One co-worker in particular mentioned that she thought it was kind of crazy what people posted and said, "I just don't care for heavens sake, what you got at Starbucks before you came to work or what you are cooking for dinner tonight. I mean really, who cares!" I laughed along with nearly everyone else at the table. Then suddenly, I felt like a guilty fake!

I sat there remembering letters--real letters written on paper, folded around a snapshot or two and tucked in an envelope that had a stamp perhaps picked just special for the intended recipient. Those letters, some of which I still have, were seldom just about the high or low times but rather held all the little, mundane makings of life all the inbetween moments.
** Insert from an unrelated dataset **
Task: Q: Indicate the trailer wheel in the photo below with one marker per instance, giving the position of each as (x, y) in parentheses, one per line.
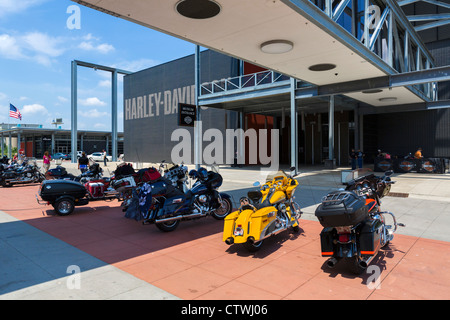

After my grandmother died, I was helping to sort through her things. I found letters mixed in with her recipes because she'd used the back to write a tasty little something to try as she listened to the Kitchen Klatter program on the radio. Or she kept the letter because it contained a recipe someone had sent to her thus preserving the letter along with the recipe.

One such letter for my grandmother was from her daughter, Anna Ruth who wrote about the weather in Kansas along with what she fixed for supper the night before. She wrote about my cousin, Linda. It was a letter filled with the every day goings on of my Aunt's life. And without a doubt, her mother, who was miles and miles away cherished every line of that letter when she opened it. Perhaps she waited to read it until she had finished a chore--like working in the garden. Maybe she got a glass of iced tea, her lawn chair and sat under one of those big shade trees on the farm and simply savored every word of that letter about the most basic of basics in life--dinner, weather, errands, children.

Maybe that is what we need to remember as we look at what other people send out into cyber-space. People are sending out little bits of their own life moments. Hopefully, at least some of what they are sending is going to people who do care. To people who know that person and love them. To people who are interested in the mundane little things in their life like the fact that they love Starbucks and get a real kick out of a Mocha Frappacino once in a while! Or that it was just wonderful to have a Red Bull and Snickers for breakfast on the way to work rather than the oatmeal bar and water!

So, to those who love me may I say that I've had a great day. I got my hair done. I had Taco Bell for lunch and on my way home I got a Sheridan's Custard (Peanut Butter and Brownie). I eat half and have saved the other half for later tonight. Yummy! I came home and rented a movie off the TV, TWILIGHT, which is a book my daughter just finished and has given me to read. The windows are all open because it is so amazingly cool and nice outside. I'm getting ready to take my evening walk and I WISH YOU WERE HERE WITH ME!

Among my friends and family we have lately been talking about how life is really about the moments. If we live the moments, we've lived our life. May we care about the little things that go on with each other. May we listen with a heart that is open to those moments and not just the big stuff.

3 comments:

  1. I've started word processing a comment here four times and have backspaced over each futile attempt to even begin to express all the emotions this post inspired on so many levels for me...you've done the near impossible, you've rendered me type-less!

    XOXO

    ReplyDelete
  2. Ooooooooh, I love this post. I love hearing little things about my great-grandmother and my grandma. And I love hearing what you did today, because it makes me feel closer to you. It's funny, but I just read something about living each moment in one of the Mitford books. I have such the tendency to look from big thing to big thing, but God is waiting for us in each moment. We miss so much of Him if we hurry through the moments of life.

    ReplyDelete
  3. I can't express the charge--like a little jolt of joy when I get on here and find comments from people! Family is a glorious thing, like a wonderful ice cream sunday on a hot summer day, and friends are the yummy red cherries on top! Thank you for posting.